Su questo si puo’ discutere. Dire che la Palin e’ preparatissima e la colpa e’ dei media che la denigrano e ne ignorano la cultura e l’intelligenza mi sembra invece francamente poco sostenibile.
Il burro d’arachidi è molto diffuso nei Paesi Bassi e anche in Germania e Inghilterra
Bell’articolo Rocco. La riflessione populismo vs elite (Democracy in America vs esami per i mandarini dell’impero cinese) è molto acuta. Tuttavia, credo che il tentativo di connettersi con “l’elettore medio” sia una necessità politica comune a tutte le democrazie, non solo quella americana.
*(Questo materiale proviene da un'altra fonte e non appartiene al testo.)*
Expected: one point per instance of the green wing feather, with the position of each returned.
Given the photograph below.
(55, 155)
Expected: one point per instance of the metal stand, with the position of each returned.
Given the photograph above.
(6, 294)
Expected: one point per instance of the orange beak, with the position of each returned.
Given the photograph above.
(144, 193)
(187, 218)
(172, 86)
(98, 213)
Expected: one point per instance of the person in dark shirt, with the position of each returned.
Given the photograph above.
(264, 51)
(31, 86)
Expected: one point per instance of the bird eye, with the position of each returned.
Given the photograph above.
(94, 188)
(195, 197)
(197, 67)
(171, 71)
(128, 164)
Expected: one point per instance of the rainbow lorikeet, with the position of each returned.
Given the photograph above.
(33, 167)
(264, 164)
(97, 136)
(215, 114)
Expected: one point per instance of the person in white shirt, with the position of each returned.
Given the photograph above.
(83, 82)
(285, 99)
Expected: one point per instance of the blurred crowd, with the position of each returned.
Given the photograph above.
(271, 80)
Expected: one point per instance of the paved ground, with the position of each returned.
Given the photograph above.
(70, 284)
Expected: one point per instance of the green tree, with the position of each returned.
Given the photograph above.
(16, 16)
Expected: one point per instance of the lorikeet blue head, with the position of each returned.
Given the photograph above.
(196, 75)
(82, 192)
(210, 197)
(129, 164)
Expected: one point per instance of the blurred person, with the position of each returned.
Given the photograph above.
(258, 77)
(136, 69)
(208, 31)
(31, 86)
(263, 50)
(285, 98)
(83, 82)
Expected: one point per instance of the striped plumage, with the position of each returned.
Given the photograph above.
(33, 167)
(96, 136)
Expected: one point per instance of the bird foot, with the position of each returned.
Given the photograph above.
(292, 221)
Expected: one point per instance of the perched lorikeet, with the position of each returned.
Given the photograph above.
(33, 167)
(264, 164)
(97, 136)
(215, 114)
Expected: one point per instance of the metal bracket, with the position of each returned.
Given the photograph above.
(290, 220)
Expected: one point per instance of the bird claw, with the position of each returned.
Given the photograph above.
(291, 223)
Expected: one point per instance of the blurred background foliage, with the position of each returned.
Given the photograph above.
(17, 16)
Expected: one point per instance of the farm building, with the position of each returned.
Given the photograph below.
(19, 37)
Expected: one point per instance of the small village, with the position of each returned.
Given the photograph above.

E credo che Obama ci sia riuscito con rara capacità politica, di molto superiore al conscio tentativo di Sarah Palin di essere “una di noi” (un po’ alla Calderoli in Italia).
Leggere il tuo pezzo mi ha dato molti spunti per ulteriori riflessioni.
Filippo
unico appunto: sarah palin è il contrario dell\’hockey mom. infatti los amerikanos hanno coniato il termine «hockey dad» proprio in riferimento a todd palin, puro alskiano marito dell\’orrenda, reo di sostituirla in tutte quelle attività…
beleza
gv
unico appunto: sarah palin è il contrario dell’hockey mom. infatti los amerikanos hanno coniato il termine «hockey dad» proprio in riferimento a todd palin, puro alskiano marito dell’orrenda, reo di sostituirla in tutte quelle attività…
beleza
gv
[...] questo senso Obama ha sconfitto il rischio del populismo democratico alla Sarah Palin di cui parla Rocco Polin). Un candidato che parla alla gente da pari a pari e che si prende il tempo per visitare la nonna [...]
Bel articolo. Ammetto spaziare da Mike a Toqueville non è da tutti, ma parti da premesse discutibili… segnalo articolo di ieri di Repubblica, titolo: La Palin affonda McCain nei sondaggi.